The default Nginx log format doesn’t include backend timing. Adding upstream variables makes latency debugging possible:

log_format timed '$remote_addr [$time_local] "$request" $status '
                 'rt=$request_time uct=$upstream_connect_time '
                 'uht=$upstream_header_time urt=$upstream_response_time';

request_time is the total time from when Nginx received the first client byte to when it sent the last byte of the response. upstream_connect_time is how long the TCP handshake to the backend took. upstream_header_time is how long until the backend sent its first response byte. upstream_response_time is the total backend response time.

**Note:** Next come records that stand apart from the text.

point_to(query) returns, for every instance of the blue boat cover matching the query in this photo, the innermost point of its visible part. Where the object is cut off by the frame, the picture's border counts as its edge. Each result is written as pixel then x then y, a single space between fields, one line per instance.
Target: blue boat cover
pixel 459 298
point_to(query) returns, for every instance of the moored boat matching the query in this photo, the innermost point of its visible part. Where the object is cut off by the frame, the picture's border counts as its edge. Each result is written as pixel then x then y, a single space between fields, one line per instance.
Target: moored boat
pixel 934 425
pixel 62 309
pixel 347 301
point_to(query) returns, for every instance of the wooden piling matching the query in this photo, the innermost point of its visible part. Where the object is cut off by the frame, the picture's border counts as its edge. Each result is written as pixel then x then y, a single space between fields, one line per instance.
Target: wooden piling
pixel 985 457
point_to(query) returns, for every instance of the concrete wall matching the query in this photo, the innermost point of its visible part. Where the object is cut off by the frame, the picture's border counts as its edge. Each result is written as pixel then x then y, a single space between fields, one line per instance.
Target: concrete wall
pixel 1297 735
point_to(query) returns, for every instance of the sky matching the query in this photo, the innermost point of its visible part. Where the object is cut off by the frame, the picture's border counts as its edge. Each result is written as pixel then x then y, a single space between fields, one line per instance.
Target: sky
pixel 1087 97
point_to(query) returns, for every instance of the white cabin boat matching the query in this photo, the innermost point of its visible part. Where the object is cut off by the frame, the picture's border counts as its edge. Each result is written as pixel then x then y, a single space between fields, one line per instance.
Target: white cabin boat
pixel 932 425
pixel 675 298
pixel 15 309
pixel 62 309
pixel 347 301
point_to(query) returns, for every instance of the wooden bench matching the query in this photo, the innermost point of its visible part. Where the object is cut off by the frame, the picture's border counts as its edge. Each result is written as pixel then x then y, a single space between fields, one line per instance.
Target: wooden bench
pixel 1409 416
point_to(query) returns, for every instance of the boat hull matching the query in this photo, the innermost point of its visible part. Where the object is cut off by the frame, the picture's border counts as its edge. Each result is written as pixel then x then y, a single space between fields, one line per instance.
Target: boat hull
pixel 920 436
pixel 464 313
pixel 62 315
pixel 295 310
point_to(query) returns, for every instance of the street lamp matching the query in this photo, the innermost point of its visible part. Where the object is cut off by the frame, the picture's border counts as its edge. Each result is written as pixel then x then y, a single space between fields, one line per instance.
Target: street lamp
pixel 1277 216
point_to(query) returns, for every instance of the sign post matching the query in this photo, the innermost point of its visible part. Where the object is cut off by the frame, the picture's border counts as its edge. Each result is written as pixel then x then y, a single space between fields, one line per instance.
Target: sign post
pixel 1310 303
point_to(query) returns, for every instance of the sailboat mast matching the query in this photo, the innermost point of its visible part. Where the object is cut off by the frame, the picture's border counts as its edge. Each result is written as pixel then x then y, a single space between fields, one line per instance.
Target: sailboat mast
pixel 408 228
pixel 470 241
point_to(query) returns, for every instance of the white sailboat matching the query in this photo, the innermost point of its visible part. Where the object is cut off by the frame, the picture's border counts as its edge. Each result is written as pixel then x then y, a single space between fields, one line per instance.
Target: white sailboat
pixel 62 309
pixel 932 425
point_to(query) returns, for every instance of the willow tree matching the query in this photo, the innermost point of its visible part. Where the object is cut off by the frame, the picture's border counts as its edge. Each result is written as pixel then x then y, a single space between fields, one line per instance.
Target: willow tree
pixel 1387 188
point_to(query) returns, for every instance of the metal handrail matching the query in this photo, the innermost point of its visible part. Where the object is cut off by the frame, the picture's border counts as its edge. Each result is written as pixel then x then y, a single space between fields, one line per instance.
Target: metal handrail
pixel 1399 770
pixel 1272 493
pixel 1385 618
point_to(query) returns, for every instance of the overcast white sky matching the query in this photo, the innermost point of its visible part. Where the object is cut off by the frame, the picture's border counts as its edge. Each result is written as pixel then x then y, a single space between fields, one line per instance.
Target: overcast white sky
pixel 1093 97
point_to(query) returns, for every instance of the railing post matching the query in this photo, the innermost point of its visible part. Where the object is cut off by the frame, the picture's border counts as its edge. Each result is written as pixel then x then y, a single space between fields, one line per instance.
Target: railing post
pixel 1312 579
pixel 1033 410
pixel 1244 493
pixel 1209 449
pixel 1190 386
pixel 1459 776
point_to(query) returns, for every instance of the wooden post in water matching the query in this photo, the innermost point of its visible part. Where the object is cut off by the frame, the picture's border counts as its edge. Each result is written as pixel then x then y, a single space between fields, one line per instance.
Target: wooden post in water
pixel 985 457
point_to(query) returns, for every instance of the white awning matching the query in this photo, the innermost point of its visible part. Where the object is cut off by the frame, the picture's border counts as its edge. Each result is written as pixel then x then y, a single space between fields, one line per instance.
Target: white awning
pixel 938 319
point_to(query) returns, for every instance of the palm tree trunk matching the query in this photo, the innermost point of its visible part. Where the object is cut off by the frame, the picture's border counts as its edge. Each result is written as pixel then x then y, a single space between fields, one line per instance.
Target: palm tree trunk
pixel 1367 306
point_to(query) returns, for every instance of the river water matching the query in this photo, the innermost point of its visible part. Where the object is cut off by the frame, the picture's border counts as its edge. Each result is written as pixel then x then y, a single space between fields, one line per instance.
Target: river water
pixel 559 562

The gap between upstream_response_time and request_time is Nginx’s own overhead plus client-side network time. When investigating latency, these four numbers tell you whether the bottleneck is the backend, the network, or the proxy itself.

Keepalive connections

By default, Nginx opens a new connection to the backend for every proxied request. For high-throughput services, the TCP handshake overhead adds up.

upstream api {
    server api-01:8080;
    server api-02:8080;
    keepalive 32;
}

location / {
    proxy_pass http://api;
    proxy_http_version 1.1;
    proxy_set_header Connection "";
}

keepalive 32 maintains a pool of up to 32 idle connections per worker process. proxy_http_version 1.1 and clearing the Connection header are required – HTTP/1.0 closes connections by default, and Nginx sets Connection: close unless told otherwise.

The right pool size depends on traffic. Too small and connections churn. Too large and idle connections consume file descriptors on the backend. Monitor upstream_connect_time in your logs – if connect times are consistently elevated within the same datacenter, the pool is likely too small and connections are being re-established on every request.